Meet the Okes—a typical Saskatoon family of four. Dave works at a local tech company, while Sarah manages a small bakery downtown. The couple have two kids, Emma and Liam, who are always begging for the latest toys or gadgets. Life is busy, and money seems to slip through their fingers faster than they can earn it.
Sound familiar?
Yes!
One evening, after another month of feeling like they were just treading water financially, Dave and Sarah decided enough was enough. They needed a plan—a simple, foolproof way to manage their money without feeling overwhelmed. It was going to be a tough decision, but the family’s financial future depended on it, hence it was worth going for. That’s when they discovered the 50/30/20 Rule, the budgeting hack that changed their financial lives.

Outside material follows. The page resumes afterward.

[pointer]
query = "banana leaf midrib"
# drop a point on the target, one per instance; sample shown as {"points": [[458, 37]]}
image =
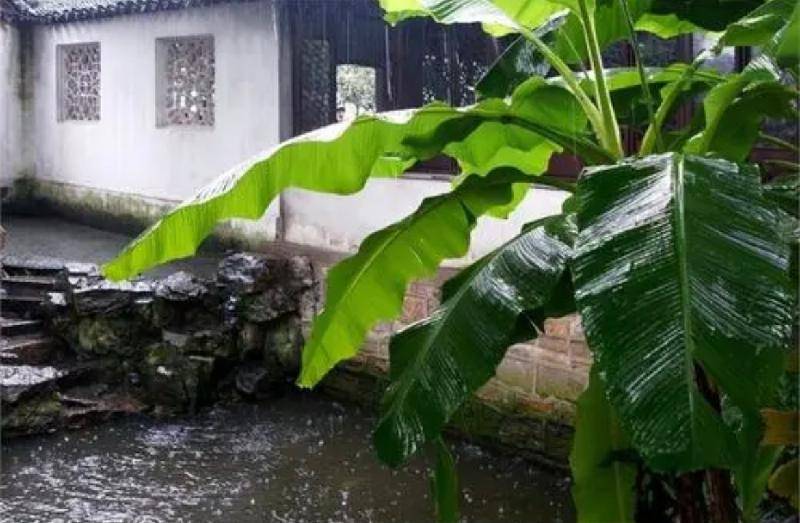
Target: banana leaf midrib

What is the 50/30/20 Rule?
The 50/30/20 Rule is a straightforward way to divide your after-tax income into three categories: 50% for Needs (essential expenses like rent, groceries, utilities, and transportation, 30% for Wants (fun stuff like dining out, hobbies, and entertainment), and 20% for Savings and Debt Repayment (building your emergency fund, saving for retirement, or paying off loans). It’s not about cutting out all the fun or pinching every penny—it’s about balance. And for the Okes, it was exactly what they needed.
The Okes’ Meritorious Example
First, the couple sat down and calculated their monthly after-tax income. Let’s say it’s $6,000. Here’s how they broke it down:
50% for Needs ($3,000):
– Mortgage: $1,500
– Groceries: $800
– Utilities: $300
– Car payments and gas: $400
This left them with $3,000 for everything else.
30% for Wants ($1,800):
– Family outings (like trips to the Saskatoon Forestry Farm or dinner at Hearth): $500
– Sarah’s monthly yoga classes: $100
– Dave’s video game habit: $100
– Miscellaneous fun: $1,100
Yes, they still got to enjoy life—just within a set limit.
20% for Savings and Debt ($1,200):
– Emergency fund: $500
– RRSP contributions: $400
– Paying off their credit card: $300
This was the game-changer. For the first time, they were consistently saving and chipping away at debt.
A Game-changer for Saskatoon Families
The 50/30/20 Rule is perfect for families like the Okes because it’s flexible and realistic. Saskatoon’s cost of living is manageable compared to bigger cities like Ontario, Vancouver, and Calgary, still, it’s easy to overspend if you’re not careful. This rule helps you prioritize what matters most while still leaving room for the little joys like grabbing a coffee from City Perks or taking the kids to the Nutrien Playland at Kinsmen Park.
Tips to Get Going and Never Turn Back
1. Track Your Spending: Use apps like Mint or YNAB to see where your money is going.
2. Adjust as Needed: If your “needs” exceed 50%, trim your “wants” or find ways to cut costs.
3. Automate Savings: Set up automatic transfers to your savings account so you don’t even have to think about it.
See You and Your Family in Six Months
Fast forward six months, and you should be thriving. You would have built a solid emergency fund, paid off a chunk of your credit card debt, and still be enjoying your favorite Saskatoon activities. Possibly you’ve even started saving for a family vacation to Banff.Â
The 50/30/20 Rule isn’t just a budgeting hack—it’s a lifestyle shift. It’s about taking control of your money so you can live the life you want, right here in Saskatoon.